Speech Recognition model API¶

About The Project¶

Our speech to text interface enables you to accurately convert speech into text using an API powered by deep learning neural network algorithms for automatic speech recognition (ASR).

This is enabled to provide the following features:

Speech to text transcription support for a growing list of indic languages.
Transcribe your content in real time from stored files or audio bytes.
Generate subtitle or transcript for your audios as per your choice of output.
Support for various audio formats like WAV, MP3, PCM.
Speech-to-Text accurately punctuates transcriptions (e.g., commas, question marks, and periods).
[beta]Enables transcription optimized for domain-specific quality requirements associating domain models in backend.

The Developer documentation provides you with a complete set of guidelines which you need to get started with:

Architecture overview
API reference
Developer Documentation
Contribute to this project
Tutorials Reference

Architecture Overview¶

ASR Architecture

The logical architecture here is built with a grpc server hosting our speech recognition models and dependencies, which can be run in any environment or docker. With gRPC, we can define our service once in a proto file and generate clients and servers in any of gRPC’s supported languages. Which in turn can be run in environments ranging from servers inside a large data center to your own tablet.

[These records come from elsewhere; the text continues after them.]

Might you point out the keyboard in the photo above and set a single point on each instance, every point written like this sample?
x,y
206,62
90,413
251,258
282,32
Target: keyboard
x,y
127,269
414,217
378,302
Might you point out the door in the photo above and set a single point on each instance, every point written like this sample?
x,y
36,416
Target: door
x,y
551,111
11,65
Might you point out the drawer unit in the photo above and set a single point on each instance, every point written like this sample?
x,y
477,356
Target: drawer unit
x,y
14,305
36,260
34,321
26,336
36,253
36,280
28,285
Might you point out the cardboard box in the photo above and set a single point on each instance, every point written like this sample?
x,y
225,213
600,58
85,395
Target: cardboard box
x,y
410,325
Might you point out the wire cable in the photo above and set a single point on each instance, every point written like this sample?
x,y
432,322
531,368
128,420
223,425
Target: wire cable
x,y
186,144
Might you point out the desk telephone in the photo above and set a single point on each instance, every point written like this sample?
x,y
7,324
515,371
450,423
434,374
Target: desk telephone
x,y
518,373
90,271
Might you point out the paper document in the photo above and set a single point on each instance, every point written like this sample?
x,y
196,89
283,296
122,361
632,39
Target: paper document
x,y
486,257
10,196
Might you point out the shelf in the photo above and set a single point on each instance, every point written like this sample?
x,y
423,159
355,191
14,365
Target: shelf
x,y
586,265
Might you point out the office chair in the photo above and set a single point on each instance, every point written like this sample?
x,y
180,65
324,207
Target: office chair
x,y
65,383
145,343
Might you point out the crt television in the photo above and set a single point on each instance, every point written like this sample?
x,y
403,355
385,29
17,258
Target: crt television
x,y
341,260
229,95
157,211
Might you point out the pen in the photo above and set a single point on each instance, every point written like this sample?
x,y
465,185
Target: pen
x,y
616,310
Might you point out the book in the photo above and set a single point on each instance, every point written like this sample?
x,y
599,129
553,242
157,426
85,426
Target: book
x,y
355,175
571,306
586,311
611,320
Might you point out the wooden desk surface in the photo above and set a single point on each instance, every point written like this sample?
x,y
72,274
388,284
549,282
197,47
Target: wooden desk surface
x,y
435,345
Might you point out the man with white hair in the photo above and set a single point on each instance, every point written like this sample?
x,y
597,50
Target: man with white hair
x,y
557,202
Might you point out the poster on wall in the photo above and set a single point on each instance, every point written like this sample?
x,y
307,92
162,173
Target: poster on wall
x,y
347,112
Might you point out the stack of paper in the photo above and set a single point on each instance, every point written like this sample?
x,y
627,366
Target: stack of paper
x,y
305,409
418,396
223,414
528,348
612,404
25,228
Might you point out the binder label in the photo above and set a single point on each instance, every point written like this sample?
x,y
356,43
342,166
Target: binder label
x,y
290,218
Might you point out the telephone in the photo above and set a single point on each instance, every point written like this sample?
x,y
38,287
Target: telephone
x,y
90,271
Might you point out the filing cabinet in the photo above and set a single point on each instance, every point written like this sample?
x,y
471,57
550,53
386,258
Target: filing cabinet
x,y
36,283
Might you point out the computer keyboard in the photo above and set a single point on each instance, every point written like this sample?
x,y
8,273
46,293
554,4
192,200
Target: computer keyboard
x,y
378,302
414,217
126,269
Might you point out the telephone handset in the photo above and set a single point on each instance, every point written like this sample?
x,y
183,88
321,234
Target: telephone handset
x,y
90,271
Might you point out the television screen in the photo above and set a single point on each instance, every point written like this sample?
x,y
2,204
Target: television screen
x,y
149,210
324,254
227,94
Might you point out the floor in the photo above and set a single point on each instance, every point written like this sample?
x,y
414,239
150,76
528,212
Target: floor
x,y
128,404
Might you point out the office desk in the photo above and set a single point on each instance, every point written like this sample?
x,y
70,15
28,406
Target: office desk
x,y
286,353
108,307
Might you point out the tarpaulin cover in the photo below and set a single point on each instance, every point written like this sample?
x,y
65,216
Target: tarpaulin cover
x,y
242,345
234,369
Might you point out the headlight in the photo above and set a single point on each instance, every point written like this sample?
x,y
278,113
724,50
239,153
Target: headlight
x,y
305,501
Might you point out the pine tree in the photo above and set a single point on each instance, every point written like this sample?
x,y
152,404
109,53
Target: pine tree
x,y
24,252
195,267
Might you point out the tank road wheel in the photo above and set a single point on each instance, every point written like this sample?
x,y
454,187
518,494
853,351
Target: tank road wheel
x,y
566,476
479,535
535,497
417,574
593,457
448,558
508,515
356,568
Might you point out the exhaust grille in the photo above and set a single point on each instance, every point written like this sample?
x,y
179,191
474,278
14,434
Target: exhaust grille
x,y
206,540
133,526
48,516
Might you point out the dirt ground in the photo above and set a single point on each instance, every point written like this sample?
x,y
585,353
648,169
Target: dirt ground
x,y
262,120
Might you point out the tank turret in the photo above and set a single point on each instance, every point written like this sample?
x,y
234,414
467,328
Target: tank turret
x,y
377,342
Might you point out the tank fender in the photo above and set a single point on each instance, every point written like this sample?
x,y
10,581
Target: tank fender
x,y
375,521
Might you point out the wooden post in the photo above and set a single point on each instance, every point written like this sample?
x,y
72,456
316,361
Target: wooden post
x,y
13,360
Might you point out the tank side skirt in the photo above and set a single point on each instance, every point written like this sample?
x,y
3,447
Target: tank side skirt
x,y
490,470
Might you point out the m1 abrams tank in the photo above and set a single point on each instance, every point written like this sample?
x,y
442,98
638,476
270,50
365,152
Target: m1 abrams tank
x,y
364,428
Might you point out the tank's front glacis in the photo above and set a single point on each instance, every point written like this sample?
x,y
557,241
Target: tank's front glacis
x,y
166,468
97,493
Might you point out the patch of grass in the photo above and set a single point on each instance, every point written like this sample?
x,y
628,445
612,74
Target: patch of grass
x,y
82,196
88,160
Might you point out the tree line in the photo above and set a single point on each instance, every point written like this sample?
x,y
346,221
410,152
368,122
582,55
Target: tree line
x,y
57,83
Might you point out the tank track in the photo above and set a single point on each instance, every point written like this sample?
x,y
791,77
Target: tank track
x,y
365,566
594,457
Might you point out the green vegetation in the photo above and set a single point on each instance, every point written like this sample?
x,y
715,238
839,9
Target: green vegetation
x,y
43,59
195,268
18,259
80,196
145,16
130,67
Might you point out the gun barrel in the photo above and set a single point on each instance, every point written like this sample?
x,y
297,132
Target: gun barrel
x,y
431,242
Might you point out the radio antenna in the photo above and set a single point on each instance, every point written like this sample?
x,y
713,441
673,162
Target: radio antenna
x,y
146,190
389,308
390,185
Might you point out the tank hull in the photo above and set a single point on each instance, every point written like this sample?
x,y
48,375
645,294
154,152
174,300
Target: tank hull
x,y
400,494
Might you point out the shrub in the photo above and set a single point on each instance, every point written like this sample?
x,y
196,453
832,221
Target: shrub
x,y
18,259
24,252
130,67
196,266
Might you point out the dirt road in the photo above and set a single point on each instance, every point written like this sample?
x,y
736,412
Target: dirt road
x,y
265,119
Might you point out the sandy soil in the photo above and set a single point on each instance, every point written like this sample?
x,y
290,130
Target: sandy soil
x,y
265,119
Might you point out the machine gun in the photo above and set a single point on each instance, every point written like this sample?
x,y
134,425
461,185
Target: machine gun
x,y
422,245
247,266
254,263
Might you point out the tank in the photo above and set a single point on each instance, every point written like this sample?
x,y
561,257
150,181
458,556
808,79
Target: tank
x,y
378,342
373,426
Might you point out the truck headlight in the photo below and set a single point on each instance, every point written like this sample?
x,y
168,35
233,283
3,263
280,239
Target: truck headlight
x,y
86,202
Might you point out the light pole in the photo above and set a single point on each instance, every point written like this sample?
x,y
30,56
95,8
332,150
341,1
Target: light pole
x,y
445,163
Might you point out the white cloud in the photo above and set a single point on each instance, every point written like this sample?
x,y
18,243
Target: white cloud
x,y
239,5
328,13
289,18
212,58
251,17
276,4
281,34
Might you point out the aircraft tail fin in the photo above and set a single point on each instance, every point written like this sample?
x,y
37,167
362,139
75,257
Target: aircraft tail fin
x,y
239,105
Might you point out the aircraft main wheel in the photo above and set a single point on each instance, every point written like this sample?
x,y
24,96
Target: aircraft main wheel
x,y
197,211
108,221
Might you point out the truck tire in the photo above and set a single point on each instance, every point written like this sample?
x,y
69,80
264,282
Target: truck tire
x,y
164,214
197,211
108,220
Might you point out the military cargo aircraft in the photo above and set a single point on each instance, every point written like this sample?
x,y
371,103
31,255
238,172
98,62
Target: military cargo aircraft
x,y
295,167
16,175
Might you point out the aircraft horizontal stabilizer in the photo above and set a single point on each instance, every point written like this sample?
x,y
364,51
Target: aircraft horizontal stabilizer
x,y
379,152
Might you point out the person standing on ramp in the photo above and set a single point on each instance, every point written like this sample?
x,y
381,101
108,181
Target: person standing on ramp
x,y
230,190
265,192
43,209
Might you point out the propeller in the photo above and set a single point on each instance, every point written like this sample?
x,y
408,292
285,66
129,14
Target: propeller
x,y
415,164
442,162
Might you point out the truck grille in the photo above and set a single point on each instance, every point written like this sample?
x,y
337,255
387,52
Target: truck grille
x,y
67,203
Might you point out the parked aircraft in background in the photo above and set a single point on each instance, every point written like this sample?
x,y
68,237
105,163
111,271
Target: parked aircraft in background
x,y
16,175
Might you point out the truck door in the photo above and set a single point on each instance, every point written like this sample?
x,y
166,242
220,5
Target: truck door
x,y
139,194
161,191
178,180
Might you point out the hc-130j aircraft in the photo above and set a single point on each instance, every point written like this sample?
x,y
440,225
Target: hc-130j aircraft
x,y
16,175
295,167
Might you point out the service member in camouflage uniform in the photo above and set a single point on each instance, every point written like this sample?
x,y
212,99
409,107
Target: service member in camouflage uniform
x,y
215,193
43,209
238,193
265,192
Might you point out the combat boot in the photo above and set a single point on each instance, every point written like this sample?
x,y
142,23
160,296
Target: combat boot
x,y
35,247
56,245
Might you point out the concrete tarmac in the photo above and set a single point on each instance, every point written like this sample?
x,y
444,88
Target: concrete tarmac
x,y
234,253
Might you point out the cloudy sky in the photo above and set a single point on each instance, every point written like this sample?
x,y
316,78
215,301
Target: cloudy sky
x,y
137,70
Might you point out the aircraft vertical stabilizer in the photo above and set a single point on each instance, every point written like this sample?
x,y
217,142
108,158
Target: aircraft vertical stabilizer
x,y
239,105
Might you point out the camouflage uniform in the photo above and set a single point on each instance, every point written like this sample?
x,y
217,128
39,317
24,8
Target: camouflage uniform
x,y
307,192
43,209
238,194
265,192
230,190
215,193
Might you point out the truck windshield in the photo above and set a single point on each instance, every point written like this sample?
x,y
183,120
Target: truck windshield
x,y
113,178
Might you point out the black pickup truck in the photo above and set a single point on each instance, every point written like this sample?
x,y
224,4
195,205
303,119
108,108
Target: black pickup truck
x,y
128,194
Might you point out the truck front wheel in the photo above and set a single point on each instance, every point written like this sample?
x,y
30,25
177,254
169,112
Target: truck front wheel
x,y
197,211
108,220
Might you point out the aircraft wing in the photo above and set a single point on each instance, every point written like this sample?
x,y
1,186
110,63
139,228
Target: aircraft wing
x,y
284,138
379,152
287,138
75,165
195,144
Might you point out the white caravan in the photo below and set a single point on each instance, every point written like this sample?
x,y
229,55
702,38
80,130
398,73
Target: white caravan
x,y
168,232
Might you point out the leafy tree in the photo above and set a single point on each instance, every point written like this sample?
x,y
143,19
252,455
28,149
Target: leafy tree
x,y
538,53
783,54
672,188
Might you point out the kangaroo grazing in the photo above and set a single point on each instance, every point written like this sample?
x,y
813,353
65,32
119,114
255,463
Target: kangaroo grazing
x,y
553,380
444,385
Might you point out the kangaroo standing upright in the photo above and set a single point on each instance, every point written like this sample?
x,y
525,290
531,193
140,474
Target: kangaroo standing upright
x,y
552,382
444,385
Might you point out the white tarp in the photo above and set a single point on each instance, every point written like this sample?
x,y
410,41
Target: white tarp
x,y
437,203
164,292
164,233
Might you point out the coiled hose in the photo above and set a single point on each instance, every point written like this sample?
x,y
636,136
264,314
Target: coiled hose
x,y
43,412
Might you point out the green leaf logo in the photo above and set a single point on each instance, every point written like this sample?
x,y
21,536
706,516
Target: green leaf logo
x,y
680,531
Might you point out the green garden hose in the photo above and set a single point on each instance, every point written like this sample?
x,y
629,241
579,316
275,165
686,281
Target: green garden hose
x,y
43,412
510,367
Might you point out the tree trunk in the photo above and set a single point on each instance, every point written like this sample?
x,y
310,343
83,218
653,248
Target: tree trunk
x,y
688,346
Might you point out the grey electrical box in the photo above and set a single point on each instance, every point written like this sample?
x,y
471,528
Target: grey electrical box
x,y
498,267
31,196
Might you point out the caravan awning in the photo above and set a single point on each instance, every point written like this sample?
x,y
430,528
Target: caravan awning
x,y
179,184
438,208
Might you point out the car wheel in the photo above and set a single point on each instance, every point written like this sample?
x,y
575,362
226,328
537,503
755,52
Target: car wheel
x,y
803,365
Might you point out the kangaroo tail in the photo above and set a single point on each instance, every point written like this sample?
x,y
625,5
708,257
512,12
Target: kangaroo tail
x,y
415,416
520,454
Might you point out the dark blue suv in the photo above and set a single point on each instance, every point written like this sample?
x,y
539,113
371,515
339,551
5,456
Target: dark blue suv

All the complexity of communication between different languages and environments is handled for you by gRPC. We also get all the advantages of working with protocol buffers, including efficient serialization, a simple IDL, and easy interface updating. You can read about gRPC in the gRPC doc.

Apart from using gRPC stubs, we have added the support for REST calls to the gRPC server via envoy as API gateway. Once you specify special mapping rules, API Gateway translates RESTful JSON over HTTP into gRPC requests. This means that you can deploy a gRPC server with envoy and call its API using a gRPC or JSON/HTTP client, giving you much more flexibility and ease of integration with other systems.

API reference¶

Our API has predictable resource-oriented URLs, accepts form-encoded request bodies, returns JSON-encoded responses, and uses standard HTTP response codes, authentication, and verbs.

Supported Endpoints

Endpoint	Purpose
recognize_audio	Streaming Endpoint.
punctuate	Punctuation endpoint for a given text.
recognize	Inferencing from a audio URL or bytes.

More details are available here.

Authentication and Authorization

We do not have any authentication or authorization layer built into API. So you can choose any mechanism or enhance the API at your convenience to support it.

Errors

Our API uses HTTP response codes to indicate the success or failure of an API request.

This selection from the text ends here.